THE LITTLE HOUSEKEEPER

A child of seven, with her mission marked out for her, and her future predestined to fall in hard places. Her childhood was to end at the age of ten, and she was to enter into the duties of a woman. Poor little Bernice, how my heart ached for her. But she was as happy as a child of seven could be. She had not forgotten the caresses of her dead mother, but they now seemed to be a long way back in the gloomy past—a year ago.

There were four children younger than she: Albert, Lottie, Addie and Mary; and Leonard was a year older. But he was only a boy, and boys are no good at keeping house. Little Bernice had heard her father tell her Aunt Maud that Bernice would soon be old enough to keep house, and then he would gather all the children in again and keep them together. Aunt Maud took little Addie and baby Mary to care for, and Bernice was sent to live with her grandmother, who had lately become a widow in very poor circumstances.

Bernice seemed to realize the situation and was perfectly satisfied. Her father was working in the lumber woods, and her brothers and sisters were scattered like autumn leaves. She was so anxious to become ten years old and gather them all under her little wings. What a laudable ambition!

Dear God, what an age to feel such motherly cares! Where would there be room to crowd in a few years of innocent childhood?

I wish this was only a story. I wish the child I am writing about was only a creature of my imagination. But it is all too painfully true. She sat in that chair over yonder only yesterday, and told me all about it. Told of it all in gladness and with the sunshine of hope beaming on her little child soul. But every word sent a pang of regret to my heart. This child was giving herself as a willing sacrifice to love and duty. Dear God, what an age to entertain such great resolutions—only seven years!

“Yes,” she said, childishly, “I must not lose a day at school, ’cause I’m goin’ to quit at ten and go to keepin’ house for papa. I kin read now, and kin write purty good, only I forgit how to spell the big words. But I kin learn a hull lot before I’m ten. It’s three long years off. I wish it wasn’t so long, ’cause I want to git the children all together and be their little mother. Mary isn’t quite two years old yit, but she’ll be five when I git to be her mother, and she’ll know how to do a hull lot of work for me. We’re going to live out in the country—out on a mountain farm, and there’ll be cows to milk and pigs and chickens to feed, but the children will all help. Maybe we’ll take grandma along, but she says she’ll have to keep house for Uncle Jim and Uncle Herman, unless they git married and set up for themselves.

“Yes, I must be goin’. Grandma will be waitin’ supper for me. No, sir, I haven’t seen brother Albert and Leonard and sister Lottie for over a year. But it won’t be long until we all git together. Grandma is goin’ to teach me how to bake next summer. She talks to me about keepin’ house for papa, and she cries about it, and kisses me and says, ‘God bless you, child!’ Do you s’pose God will?”
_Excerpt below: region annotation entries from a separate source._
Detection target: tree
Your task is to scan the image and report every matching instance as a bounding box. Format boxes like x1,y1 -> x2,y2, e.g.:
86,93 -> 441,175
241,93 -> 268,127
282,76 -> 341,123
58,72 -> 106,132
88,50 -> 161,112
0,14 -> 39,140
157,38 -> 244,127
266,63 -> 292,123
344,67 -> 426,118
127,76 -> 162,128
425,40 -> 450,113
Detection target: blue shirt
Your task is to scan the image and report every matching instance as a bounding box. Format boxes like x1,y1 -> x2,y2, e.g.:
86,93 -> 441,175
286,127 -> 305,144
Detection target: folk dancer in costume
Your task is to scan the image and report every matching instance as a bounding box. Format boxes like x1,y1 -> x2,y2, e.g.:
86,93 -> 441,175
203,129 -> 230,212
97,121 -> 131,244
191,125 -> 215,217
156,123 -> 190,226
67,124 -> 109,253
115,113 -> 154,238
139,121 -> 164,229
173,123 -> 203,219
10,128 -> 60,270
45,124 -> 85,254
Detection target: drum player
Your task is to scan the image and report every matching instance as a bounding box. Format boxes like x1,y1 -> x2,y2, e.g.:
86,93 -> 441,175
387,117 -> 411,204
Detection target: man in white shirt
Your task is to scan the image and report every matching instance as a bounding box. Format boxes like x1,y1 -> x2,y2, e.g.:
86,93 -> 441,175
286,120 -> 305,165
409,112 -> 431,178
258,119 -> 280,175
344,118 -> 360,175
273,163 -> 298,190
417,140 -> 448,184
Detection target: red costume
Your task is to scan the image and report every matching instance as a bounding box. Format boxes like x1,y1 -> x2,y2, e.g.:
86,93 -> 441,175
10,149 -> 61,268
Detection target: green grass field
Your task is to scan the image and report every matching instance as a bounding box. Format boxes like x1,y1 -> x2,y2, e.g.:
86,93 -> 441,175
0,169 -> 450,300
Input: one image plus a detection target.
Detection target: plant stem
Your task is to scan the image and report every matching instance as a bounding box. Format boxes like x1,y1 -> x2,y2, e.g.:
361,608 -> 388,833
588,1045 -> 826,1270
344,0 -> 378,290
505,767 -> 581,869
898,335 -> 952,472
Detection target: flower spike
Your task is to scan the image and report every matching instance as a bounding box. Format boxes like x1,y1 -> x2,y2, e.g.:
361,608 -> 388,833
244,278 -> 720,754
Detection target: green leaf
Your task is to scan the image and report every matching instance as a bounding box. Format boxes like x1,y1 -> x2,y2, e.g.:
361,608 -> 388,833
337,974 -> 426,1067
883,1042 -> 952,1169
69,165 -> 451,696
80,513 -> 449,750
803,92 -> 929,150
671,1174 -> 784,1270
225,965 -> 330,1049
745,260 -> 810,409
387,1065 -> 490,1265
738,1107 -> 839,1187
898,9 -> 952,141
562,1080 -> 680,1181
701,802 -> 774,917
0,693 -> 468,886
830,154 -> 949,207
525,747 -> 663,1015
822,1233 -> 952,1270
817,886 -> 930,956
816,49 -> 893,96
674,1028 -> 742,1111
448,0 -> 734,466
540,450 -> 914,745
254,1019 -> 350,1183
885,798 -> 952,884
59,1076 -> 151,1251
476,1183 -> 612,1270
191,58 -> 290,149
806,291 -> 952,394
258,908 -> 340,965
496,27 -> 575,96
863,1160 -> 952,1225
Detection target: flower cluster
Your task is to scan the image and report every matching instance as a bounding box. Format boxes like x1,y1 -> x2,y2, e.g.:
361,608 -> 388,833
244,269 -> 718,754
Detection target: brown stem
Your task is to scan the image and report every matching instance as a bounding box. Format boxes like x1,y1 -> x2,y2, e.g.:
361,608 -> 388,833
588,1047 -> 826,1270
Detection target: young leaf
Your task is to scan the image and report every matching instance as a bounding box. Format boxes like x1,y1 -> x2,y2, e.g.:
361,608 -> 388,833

She took her books and went off, singing as happily as though she were the child of a millionaire father; and I sat and looked out of the east window to where the ice lay gorged along the banks of the river, and I tried to think about the ways of Providence. I knew of scores of children twice the age of little Bernice, who never took a single thought of tomorrow, who never expected to keep house until they grew to full womanhood and married a rich husband, who would employ servants and furnish everything the heart could desire. But this child of seven already had her life mapped out for her—a life of toil and care and hardships, and her only pay was to be with those she loved.

And down the road hurried the child, skipping hipperty-hop, her soul as happy as a blue-bird in May, her little red hood tilted to one side and a lock of escaped hair dancing in the wind. Unconsciously the tears welled into my eyes as I looked after her, and the words came again into my mouth: “Dear God, what an age to give up child-life for those she loves!”